Chapter 11: Because I have a boyfriend

Previously:

Why do you care Noah? Why? You think that just because you saw me in that condition that night you're supposed to take care of me? I don't want pity Noah. I hate it. So stop. Stop this. Stop caring. Stop asking if anything is wrong. Just stop." It started out as a yell but ended up with my voice breaking.

He cupped my face and used his thumbs to wipe my tears that I didn't even know that had fallen.

"I never gave you pity Summers. Ever. I saw a broken girl behind a strong faced and a happy mask and decided that I didn't want that to be a mask anymore, I wanted her to be happy, I wanted her to smile and I wanted, no I needed to be one of the people that could make her smile." He said softly.

I gave him a soft smile.

"Now there's a hint of the smile that I've grown to love."

My smile got wider and a blush made its way on my cheeks.

"Riley..." He said softly. I don't know when we had leaned in but our faces were now inches away.

"Fuck it." And with that he closed the space between us.

Now:

His mouth was on mine and his hands were circling my waist. Our lips played in perfect sync and we were kissing as if the other person was our last drop of water in a Summer day on a desert.

It felt surreal to be kissing him, I could feel fire taking over my insides, it felt like in that moment I was safe and free and the only person that mattered was Noah and the only moment that mattered was the present, our kiss.

But common sense had to knock on my brain and I pulled away breathless.

"I-" Noah started but I cut him off.

"I have to go. I'm sorry." I untangled myself from his arms and ran away towards my house.

I heard Noah's voice calling me but I didn't turn back. I had done something I had promised myself I wouldn't. I had caught feelings for someone, I had kissed Noah even though I had promised myself there would be no feelings anymore.
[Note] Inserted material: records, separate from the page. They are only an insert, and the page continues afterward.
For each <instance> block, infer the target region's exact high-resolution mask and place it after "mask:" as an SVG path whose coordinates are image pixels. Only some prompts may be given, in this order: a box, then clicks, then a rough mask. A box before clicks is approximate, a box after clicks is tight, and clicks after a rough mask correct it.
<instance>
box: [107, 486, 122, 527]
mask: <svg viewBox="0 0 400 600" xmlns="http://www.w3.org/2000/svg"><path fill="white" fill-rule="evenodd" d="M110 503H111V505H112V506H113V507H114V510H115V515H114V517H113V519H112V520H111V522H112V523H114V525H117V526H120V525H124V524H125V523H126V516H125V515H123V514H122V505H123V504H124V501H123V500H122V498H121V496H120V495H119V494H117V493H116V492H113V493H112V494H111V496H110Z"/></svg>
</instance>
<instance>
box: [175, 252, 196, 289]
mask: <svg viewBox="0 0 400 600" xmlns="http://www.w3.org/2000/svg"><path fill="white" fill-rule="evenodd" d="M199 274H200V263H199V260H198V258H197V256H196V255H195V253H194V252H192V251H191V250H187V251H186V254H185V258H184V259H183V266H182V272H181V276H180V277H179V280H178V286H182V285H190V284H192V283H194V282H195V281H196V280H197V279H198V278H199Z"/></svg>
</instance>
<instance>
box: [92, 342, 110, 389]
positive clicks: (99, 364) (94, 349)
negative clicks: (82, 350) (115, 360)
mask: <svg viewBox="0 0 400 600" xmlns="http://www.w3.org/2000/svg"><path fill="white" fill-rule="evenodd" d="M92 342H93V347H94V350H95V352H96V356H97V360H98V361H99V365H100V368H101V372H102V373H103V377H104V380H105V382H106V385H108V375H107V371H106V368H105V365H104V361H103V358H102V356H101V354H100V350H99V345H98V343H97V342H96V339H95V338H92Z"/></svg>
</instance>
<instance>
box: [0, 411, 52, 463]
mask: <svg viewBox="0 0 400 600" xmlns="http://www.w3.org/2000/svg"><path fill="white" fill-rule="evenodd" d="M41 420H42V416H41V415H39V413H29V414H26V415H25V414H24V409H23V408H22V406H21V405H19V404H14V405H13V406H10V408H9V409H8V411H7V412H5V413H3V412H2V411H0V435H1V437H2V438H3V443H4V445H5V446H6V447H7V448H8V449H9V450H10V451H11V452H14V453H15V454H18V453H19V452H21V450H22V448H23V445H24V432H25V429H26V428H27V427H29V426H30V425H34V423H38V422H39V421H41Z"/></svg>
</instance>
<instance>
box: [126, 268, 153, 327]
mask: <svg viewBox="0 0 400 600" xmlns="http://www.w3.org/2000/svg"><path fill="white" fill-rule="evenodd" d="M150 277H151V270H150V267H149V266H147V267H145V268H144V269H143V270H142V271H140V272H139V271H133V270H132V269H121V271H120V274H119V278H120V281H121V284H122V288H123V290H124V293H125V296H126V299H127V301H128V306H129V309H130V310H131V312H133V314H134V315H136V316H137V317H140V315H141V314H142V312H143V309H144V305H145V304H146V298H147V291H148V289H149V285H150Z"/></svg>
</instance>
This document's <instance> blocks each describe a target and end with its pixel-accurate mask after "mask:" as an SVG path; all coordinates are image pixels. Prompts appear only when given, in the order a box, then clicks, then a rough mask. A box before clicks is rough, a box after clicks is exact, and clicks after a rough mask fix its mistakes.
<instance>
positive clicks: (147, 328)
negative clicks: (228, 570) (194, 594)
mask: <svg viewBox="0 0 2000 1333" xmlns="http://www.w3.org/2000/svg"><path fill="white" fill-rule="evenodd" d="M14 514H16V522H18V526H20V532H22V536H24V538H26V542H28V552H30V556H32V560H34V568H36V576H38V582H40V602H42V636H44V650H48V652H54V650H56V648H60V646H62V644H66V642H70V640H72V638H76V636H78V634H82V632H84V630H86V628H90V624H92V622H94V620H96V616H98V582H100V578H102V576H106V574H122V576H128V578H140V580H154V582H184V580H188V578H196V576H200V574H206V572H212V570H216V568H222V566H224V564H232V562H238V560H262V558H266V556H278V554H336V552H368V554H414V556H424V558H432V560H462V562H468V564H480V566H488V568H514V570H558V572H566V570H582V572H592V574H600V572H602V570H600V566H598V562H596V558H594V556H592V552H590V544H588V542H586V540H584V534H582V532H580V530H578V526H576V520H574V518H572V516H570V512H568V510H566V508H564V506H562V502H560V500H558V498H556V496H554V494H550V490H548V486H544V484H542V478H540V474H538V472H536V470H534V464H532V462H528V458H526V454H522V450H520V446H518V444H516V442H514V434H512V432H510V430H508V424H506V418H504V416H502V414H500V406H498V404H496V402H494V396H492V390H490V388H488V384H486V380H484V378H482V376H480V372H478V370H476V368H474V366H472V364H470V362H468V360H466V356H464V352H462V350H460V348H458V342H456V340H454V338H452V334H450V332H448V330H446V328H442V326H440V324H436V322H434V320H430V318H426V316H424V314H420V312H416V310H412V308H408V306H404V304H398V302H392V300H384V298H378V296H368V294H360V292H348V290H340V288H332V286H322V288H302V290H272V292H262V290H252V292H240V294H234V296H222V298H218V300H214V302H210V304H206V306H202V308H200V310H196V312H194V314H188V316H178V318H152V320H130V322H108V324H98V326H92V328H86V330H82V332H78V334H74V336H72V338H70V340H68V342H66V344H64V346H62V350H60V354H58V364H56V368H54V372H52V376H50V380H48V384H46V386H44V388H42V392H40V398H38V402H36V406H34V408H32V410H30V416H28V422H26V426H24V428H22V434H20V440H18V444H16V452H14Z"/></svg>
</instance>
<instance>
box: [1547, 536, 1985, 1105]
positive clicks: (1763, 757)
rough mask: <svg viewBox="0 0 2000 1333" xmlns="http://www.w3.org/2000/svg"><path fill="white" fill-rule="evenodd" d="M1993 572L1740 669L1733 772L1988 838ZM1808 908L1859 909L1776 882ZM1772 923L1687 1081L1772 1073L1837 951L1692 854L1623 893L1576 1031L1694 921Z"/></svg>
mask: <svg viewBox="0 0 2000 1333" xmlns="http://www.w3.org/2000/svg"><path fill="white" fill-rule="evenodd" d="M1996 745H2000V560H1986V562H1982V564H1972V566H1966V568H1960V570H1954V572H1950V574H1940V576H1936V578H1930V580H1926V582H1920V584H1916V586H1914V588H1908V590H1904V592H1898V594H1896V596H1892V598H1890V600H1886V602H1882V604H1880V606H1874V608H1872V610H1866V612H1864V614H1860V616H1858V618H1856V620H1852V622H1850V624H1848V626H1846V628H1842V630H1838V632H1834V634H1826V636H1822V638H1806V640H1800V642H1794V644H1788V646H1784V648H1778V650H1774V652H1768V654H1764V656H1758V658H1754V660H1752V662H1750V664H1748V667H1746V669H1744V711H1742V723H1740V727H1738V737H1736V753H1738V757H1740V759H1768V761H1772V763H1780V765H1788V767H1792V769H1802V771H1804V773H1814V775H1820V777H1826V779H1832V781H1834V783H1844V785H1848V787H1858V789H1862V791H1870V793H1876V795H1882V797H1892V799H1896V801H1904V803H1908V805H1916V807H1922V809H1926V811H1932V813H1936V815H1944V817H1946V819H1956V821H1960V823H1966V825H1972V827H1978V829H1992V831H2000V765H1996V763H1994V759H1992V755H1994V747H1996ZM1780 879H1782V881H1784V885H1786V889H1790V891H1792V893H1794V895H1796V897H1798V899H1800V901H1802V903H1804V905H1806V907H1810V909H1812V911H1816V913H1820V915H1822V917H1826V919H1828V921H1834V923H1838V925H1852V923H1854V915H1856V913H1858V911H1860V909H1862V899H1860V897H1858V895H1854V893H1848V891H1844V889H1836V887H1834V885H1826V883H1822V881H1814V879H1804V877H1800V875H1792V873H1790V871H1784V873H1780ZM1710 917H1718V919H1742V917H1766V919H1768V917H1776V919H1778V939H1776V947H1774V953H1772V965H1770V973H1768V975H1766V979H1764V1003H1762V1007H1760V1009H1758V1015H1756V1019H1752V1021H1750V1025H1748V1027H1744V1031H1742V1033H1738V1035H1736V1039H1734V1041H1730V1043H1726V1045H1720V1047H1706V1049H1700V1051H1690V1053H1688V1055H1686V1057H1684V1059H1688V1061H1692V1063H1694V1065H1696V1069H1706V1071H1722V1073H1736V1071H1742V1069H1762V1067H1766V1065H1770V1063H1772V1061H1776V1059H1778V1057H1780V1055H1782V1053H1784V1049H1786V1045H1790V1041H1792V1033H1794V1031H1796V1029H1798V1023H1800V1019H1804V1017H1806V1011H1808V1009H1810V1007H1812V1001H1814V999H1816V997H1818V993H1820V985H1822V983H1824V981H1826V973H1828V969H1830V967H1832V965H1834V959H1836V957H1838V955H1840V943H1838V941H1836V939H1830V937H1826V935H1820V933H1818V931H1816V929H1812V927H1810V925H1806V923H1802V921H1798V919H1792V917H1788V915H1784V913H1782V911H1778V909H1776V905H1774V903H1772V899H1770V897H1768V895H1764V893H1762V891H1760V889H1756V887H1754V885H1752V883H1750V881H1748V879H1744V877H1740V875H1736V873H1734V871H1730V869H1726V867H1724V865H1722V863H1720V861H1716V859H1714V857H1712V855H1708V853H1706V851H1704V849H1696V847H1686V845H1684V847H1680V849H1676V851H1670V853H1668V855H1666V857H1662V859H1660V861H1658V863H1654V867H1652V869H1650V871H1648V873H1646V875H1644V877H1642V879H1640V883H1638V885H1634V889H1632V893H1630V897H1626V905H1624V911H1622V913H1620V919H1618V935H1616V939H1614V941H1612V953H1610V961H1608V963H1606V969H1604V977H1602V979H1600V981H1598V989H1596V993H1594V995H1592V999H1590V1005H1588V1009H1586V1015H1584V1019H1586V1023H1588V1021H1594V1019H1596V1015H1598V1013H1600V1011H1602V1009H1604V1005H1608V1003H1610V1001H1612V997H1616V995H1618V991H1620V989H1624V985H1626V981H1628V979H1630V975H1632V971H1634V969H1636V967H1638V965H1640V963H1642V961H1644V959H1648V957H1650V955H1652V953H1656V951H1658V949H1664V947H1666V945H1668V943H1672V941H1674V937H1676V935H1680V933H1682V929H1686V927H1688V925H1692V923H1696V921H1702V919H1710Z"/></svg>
I couldn't allow myself to feel. I had a plan, stay away from dad, no feelings shown or felt, finish high school and get the hell away from this country. No one was supposed to see the real me, they were supposed to see my happy face and let me be.

"Chocolate, are you okay?" I heard Grams' voice. I guess I arrived home without realizing it.

"I kissed Noah." I said looking down. What if Grams' started saying things like dad did?

"So why are you so sad? You've been crying my dear, don't you like the guy?" She asked calmly.

"Yes, no, I don't know. I can't afford to like him Grams, I can't sign myself up for more pain." I said clenching my fists.

"Honey, liking, loving, aren't always meant to bring pain. They might bring happiness, joy, even a sense of freedom."

"No. No. I can't do this. I won't do this. Everyone will leave me eventually, I won't let them break me." I said shaking my head and ran up the stairs.